Hagen arrives in the company of the intoxicated Gunther and vassals. Gunther is carrying a white plastic bag in which we easily guess Alberich has placed some of Grane’s body parts. Gutrune has her moment and after Hagen climbs down into the pool, the conspiracy proceeds, leading him to stab Siegfried in the back. The vassals are appalled and drunkenly stagger off. Gunther opens the gate and drops the plastic bag into the pool before making his exit.
As the funeral music begins, the distressed child tries to wake Siegfried (at which time a mobile phone rings in the audience, I kid you not!) The child and Hagen cover the body with his jacket and sit at the entrance to the tunnel. The child eventually crawls away. Brünnhilde arrives in the company of three Valkyries and the child. She begins her immolation scene from behind the safety fence above. Hagen eventually crawls out through the tunnel and Brünnhilde abandons child and sisters only to re-enter inexplicably downstage left.

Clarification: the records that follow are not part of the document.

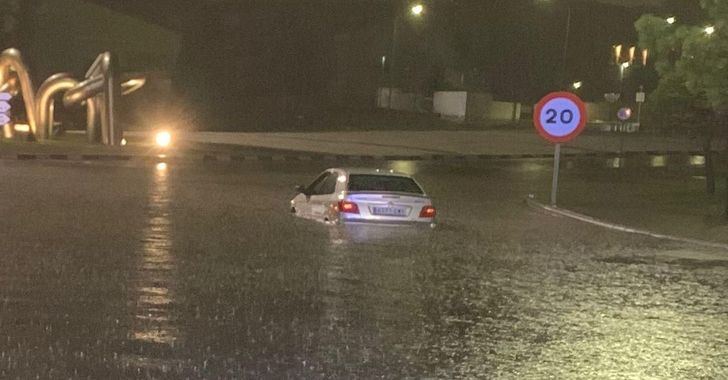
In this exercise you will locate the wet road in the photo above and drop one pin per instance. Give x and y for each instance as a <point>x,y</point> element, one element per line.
<point>198,271</point>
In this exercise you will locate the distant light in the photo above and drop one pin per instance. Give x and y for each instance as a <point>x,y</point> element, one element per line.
<point>417,9</point>
<point>22,128</point>
<point>163,139</point>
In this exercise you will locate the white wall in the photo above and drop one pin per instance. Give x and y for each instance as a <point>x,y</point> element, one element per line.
<point>450,104</point>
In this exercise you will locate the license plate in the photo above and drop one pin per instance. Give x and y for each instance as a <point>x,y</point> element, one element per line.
<point>389,211</point>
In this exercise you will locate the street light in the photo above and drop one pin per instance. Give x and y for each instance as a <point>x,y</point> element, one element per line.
<point>622,68</point>
<point>416,10</point>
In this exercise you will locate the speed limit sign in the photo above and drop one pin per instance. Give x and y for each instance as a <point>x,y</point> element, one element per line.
<point>559,116</point>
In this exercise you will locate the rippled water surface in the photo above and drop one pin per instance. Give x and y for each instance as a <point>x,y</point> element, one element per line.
<point>174,271</point>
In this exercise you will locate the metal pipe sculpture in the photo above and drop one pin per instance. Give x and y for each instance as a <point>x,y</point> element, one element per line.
<point>100,92</point>
<point>11,59</point>
<point>45,101</point>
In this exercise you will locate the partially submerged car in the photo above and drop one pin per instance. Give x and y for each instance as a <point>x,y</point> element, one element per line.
<point>364,196</point>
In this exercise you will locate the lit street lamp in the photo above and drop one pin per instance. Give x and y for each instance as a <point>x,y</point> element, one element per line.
<point>566,37</point>
<point>416,10</point>
<point>622,68</point>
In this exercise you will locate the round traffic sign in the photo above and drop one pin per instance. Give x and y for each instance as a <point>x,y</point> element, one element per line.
<point>559,116</point>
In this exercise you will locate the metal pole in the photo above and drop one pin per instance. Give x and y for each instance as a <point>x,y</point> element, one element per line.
<point>639,113</point>
<point>555,180</point>
<point>391,59</point>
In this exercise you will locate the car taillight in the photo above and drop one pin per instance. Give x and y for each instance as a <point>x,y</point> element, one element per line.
<point>428,212</point>
<point>348,207</point>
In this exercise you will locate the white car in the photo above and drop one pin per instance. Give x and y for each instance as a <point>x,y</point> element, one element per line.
<point>363,195</point>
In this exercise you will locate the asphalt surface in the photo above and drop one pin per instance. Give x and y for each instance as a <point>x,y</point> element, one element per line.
<point>151,270</point>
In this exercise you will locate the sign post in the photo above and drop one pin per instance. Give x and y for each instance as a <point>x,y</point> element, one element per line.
<point>4,108</point>
<point>559,117</point>
<point>639,98</point>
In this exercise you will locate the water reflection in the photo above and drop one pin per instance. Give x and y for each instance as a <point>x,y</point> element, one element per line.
<point>406,167</point>
<point>615,162</point>
<point>155,284</point>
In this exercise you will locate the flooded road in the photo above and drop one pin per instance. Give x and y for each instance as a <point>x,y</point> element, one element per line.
<point>151,270</point>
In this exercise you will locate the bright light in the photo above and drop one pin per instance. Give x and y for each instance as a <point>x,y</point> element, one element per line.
<point>163,139</point>
<point>617,53</point>
<point>417,9</point>
<point>22,128</point>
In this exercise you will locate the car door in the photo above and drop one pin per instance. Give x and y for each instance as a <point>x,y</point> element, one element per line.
<point>303,200</point>
<point>323,196</point>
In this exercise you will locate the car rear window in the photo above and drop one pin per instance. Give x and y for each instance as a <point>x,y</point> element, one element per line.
<point>369,182</point>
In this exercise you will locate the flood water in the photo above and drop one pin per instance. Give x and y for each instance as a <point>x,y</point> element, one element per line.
<point>150,270</point>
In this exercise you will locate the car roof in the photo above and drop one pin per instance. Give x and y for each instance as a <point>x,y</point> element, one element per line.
<point>370,171</point>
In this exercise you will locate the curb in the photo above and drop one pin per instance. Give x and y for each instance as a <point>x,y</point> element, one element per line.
<point>209,157</point>
<point>554,210</point>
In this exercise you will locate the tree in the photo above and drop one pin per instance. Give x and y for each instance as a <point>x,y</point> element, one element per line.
<point>692,64</point>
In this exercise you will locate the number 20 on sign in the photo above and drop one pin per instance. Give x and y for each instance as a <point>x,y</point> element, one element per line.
<point>559,117</point>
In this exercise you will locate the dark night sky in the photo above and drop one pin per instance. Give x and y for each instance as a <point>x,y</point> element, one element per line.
<point>285,47</point>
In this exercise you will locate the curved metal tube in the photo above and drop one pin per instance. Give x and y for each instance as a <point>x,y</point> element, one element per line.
<point>92,114</point>
<point>94,86</point>
<point>11,59</point>
<point>44,100</point>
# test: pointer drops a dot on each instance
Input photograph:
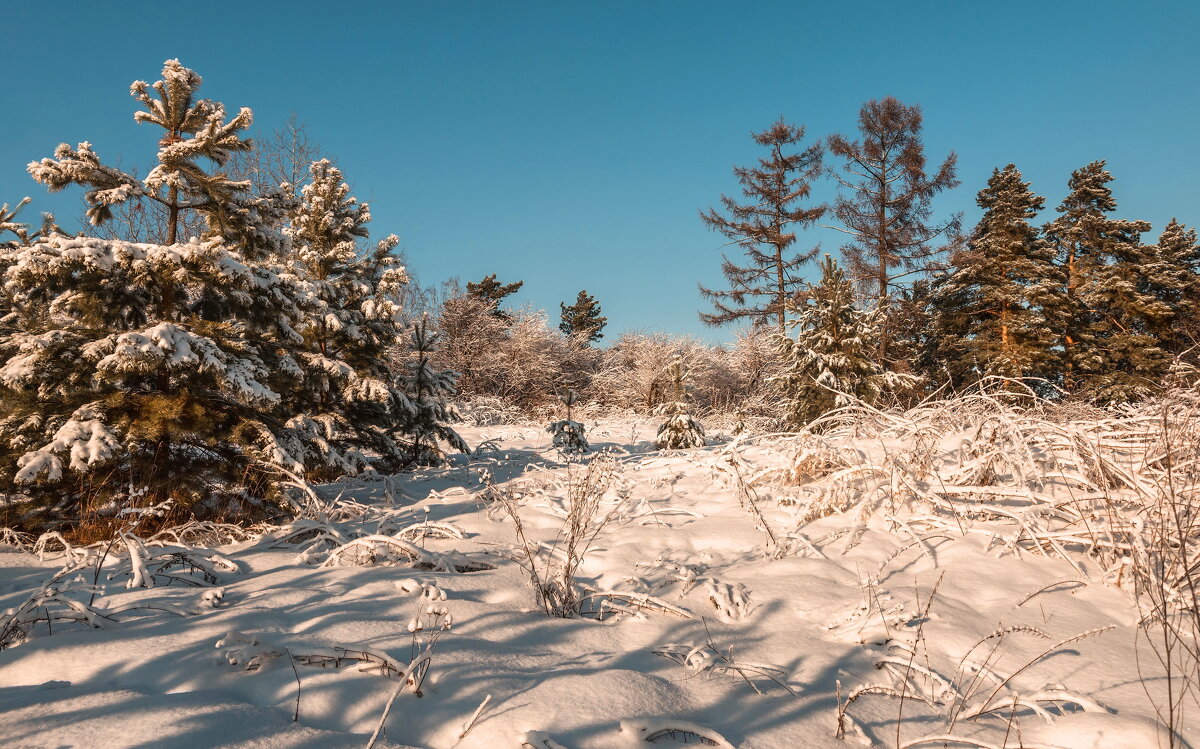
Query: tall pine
(145, 371)
(1104, 330)
(995, 307)
(1173, 277)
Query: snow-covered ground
(730, 604)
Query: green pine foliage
(831, 360)
(211, 369)
(1108, 348)
(996, 307)
(429, 390)
(348, 409)
(583, 318)
(1171, 276)
(150, 369)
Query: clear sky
(571, 144)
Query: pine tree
(492, 293)
(681, 430)
(888, 205)
(829, 363)
(765, 226)
(1107, 347)
(996, 305)
(583, 318)
(143, 370)
(346, 403)
(429, 391)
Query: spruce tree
(681, 430)
(1107, 309)
(347, 406)
(887, 208)
(582, 318)
(831, 360)
(492, 293)
(765, 227)
(153, 371)
(994, 309)
(1173, 277)
(429, 390)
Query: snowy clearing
(894, 581)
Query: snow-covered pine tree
(568, 433)
(995, 309)
(347, 407)
(831, 361)
(1107, 348)
(583, 318)
(681, 430)
(765, 226)
(427, 391)
(151, 371)
(1173, 277)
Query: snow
(748, 645)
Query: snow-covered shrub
(487, 411)
(517, 358)
(553, 569)
(831, 361)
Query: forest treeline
(225, 330)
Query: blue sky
(571, 144)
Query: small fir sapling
(568, 433)
(346, 402)
(582, 319)
(427, 403)
(681, 430)
(831, 361)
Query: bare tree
(886, 207)
(765, 227)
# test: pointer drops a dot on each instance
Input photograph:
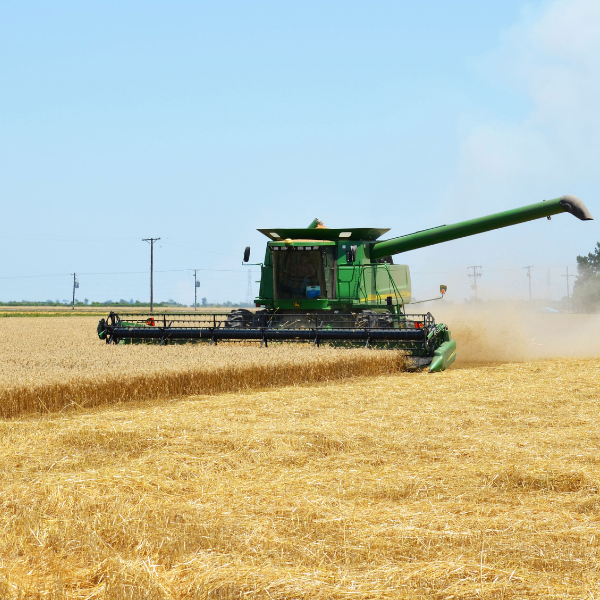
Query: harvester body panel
(333, 286)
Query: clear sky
(199, 122)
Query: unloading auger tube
(333, 286)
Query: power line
(151, 242)
(75, 286)
(196, 286)
(475, 275)
(567, 276)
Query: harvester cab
(335, 287)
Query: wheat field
(479, 482)
(474, 483)
(53, 364)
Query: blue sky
(200, 122)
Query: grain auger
(336, 287)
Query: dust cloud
(516, 333)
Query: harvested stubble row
(51, 364)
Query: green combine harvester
(333, 286)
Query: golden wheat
(48, 365)
(479, 482)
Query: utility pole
(475, 275)
(75, 286)
(529, 267)
(151, 242)
(196, 286)
(568, 302)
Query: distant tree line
(136, 303)
(586, 291)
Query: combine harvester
(336, 287)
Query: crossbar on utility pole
(475, 275)
(568, 301)
(151, 242)
(75, 286)
(529, 267)
(196, 286)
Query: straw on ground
(475, 483)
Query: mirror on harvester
(351, 254)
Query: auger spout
(445, 233)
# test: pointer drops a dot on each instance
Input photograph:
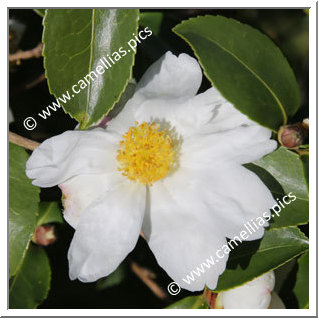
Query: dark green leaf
(30, 286)
(40, 12)
(301, 288)
(152, 20)
(286, 168)
(191, 302)
(114, 278)
(23, 207)
(254, 258)
(76, 42)
(245, 66)
(305, 159)
(49, 212)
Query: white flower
(176, 175)
(256, 294)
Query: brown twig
(35, 82)
(147, 277)
(24, 55)
(22, 141)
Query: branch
(21, 141)
(147, 277)
(24, 55)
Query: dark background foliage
(288, 28)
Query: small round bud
(291, 136)
(44, 235)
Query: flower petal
(72, 153)
(81, 191)
(171, 77)
(232, 195)
(107, 232)
(255, 294)
(167, 84)
(242, 145)
(182, 239)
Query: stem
(23, 142)
(147, 277)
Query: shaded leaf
(191, 302)
(287, 169)
(305, 159)
(114, 279)
(245, 66)
(76, 42)
(254, 258)
(152, 20)
(49, 212)
(40, 12)
(301, 288)
(30, 286)
(23, 207)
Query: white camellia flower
(256, 294)
(169, 165)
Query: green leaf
(30, 286)
(23, 207)
(114, 279)
(76, 42)
(191, 302)
(245, 66)
(305, 159)
(40, 12)
(152, 20)
(286, 167)
(254, 258)
(301, 288)
(49, 212)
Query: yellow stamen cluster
(146, 153)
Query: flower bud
(44, 235)
(292, 136)
(255, 294)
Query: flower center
(146, 154)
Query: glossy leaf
(191, 302)
(152, 20)
(254, 258)
(40, 12)
(286, 169)
(301, 289)
(245, 66)
(49, 212)
(30, 286)
(305, 159)
(23, 207)
(76, 43)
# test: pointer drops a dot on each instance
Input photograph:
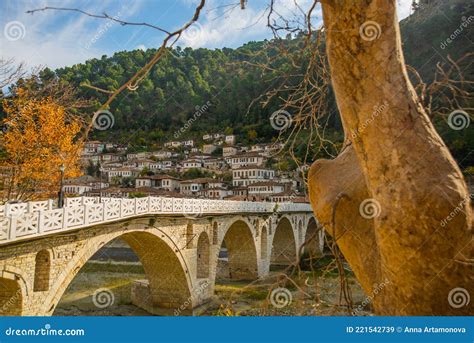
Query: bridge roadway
(42, 248)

I can only guess that Ms Theorin refused to climb down the ladder.
As she is calling Grane, Brünnhilde trips over the plastic bag and opens it to find his severed head. Suddenly we have lurched into Salome territory. At some point one of the Valkyries kills the child and they leave. Brünnhilde then lies beside Siegfried with Grane’s head between them. There is one line left to be sung. On cue Hagen appears at the pool edge above, sings the line and leaves: a meaningless gesture, since there is no ring.
There is no fire, no water. Eventually the cyclorama descends to reveal a series of horizontal strip lights. The pool trucks back and projected onto its back wall are the twin foetuses of the Rheingold prelude, this time in loving embrace.
Despite Wagner’s glorious music, I doubt there was a moist eye in the house. The booing erupted immediately, drowning out any cheering that there may have been. My companion and I were surprised at the vehement reaction received by Ms Theorin. Although not necessarily ideal, she certainly had all the notes and delivered them efficiently. The rest of the cast received accolades of varying enthusiasm. And the audience left 10 minutes later in a subdued atmosphere.
My reactions are purely personal. I do not apologize for them, nor do I believe they are definitive. I look forward to hearing and/or reading other people’s opinions. You can read mine as a cautionary tale or a challenge. I can’t imagine what the dramaturg (Konrad Kuhn) was thinking as he addressed Schwarz’s ideas. How complicit was he in the final product?
My pilgrimage to Bayreuth has not been a waste of time, effort or money. But I’d rather it had been a more rewarding week. With the exception of some scenes, I am sticking to my very first assessment of Schwarz’s production: banal.